The video shows that after Hurst successfully head locked Black away from the senator, and media filmed the incident, Black pointed out the media to the enraged Rubio campaign chairman—and Hurst backed down.

“Look at all these cameras! Look at all these cameras!” Black, who was wearing the robot costume and carrying a handmade sign with the words “ROBOT RUBIO” printed on them, shouted at Hurst.

At that point, Hurst stopped his physical altercation with Black.

“Yeah, well I figured he was going to not bother me anymore,” Hurst told Breitbart News about that part of the video. “And I wasn’t in a place to be bothered at that time.”

In response to Hurst’s comments, Black laughed back at him, telling Breitbart News: “So my First Amendment rights bother him? That’s my only question. Do my First Amendment rights bother him?”

Hurst told Breitbart News this is the first time he’s ever been involved in a physical altercation like this after years of campaigning in New Hampshire. “I don’t think I’ve had such an altercation, I think, in my life,” Hurst said. “I’ve never seen anything like this in my life. I mean, he was violent against me.”

Hurst added that he’s a peaceful person. “I have nothing to add—I’m a very peace-loving, easygoing guy,” Hurst said. “I’ve been in several campaigns over the years, chaired many, and never had anything like this happen. I don’t understand why he was doing it.”

He also claimed that Black wasn’t a peaceful protester.

“He almost knocked me over, I don’t know if that’s peaceful or not,” Hurst said of Black.

Black, meanwhile, says he isn’t sure if he’ll file charges against Hurst yet or not.

“You know, I like to take the moral high ground,” Black said when asked if he plans to file charges. “I’m just not interested in stooping to that level. I care about politics and I love my country and we should all be able to have a dialogue and not have this sort of thing happen. I have plenty of friends who disagree with me, and we don’t get physical.”

But Black did say the Rubio campaign, in his estimation, clearly coordinated this attack on him.

“Somebody was telling it to other people to push me around, cover my sign, push me out of the way,” Black said. “That was coordinated. Somebody told them to do that.”

Black added that he thinks this trickles up to Rubio himself. Black said:

I think it’s really hypocritical for a candidate, or for his team for that matter, especially one that touts the Constitution as much as Rubio does to violate others’ First Amendment rights when it’s convenient to them.
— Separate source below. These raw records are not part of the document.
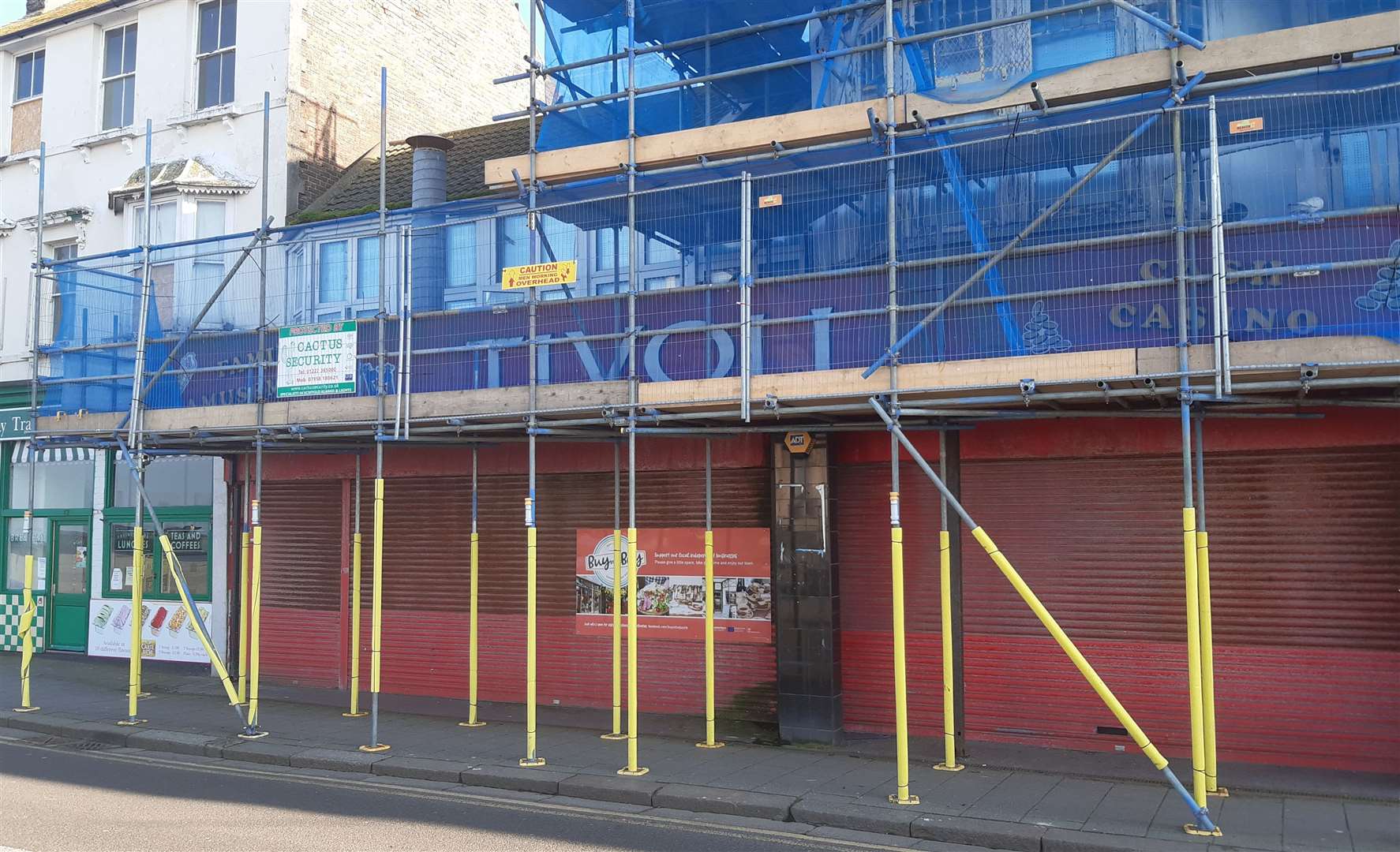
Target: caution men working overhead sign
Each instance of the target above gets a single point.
(539, 275)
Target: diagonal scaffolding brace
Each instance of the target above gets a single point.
(1203, 819)
(181, 584)
(1179, 97)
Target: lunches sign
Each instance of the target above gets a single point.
(316, 358)
(671, 584)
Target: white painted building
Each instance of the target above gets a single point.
(83, 77)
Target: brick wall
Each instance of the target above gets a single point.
(441, 56)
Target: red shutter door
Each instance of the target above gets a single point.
(1304, 566)
(427, 539)
(301, 582)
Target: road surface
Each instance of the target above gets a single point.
(62, 798)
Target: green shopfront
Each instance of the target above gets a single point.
(81, 542)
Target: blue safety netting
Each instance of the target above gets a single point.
(792, 66)
(1309, 199)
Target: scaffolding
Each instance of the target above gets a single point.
(1042, 234)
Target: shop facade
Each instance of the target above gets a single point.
(1304, 518)
(83, 544)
Clearly, he has a glass jaw and when we exercised our opinion, they didn’t like it. I’m all for political discourse. I respect people on both sides of the aisle because they’re passionate about it, but when you take it to this level it’s inappropriate. Nobody should put their hands on anyone. I just think that it’s important to have civil dialogue, and that was clearly over the line. You heard what I said on the video, but it’s very hypocritical when you’re always talking about the Constitution for you to use the Constitution for your own convenience.

Rubio communications director Alex Conant has not responded to a request for comment on whether Rubio condones the violent actions the senator’s campaign chairman took against Black, and if he doesn’t, whether the senator will take any corrective action with regard to Hurst’s position on the campaign.

The Rubio as-a-talking-points-spewing-robot meme has caught fire in the political narrative since Rubio’s horrendous debate performance on Saturday evening here, where New Jersey Gov. Chris Christie exposed him as someone who memorizes 25-second speeches and repeats them over and over again. Rubio has had a rough go of things since Saturday night, and his supposed MarcoMentum–his campaign’s word for political momentum–has been stalled ever since the Christie incident during the debate.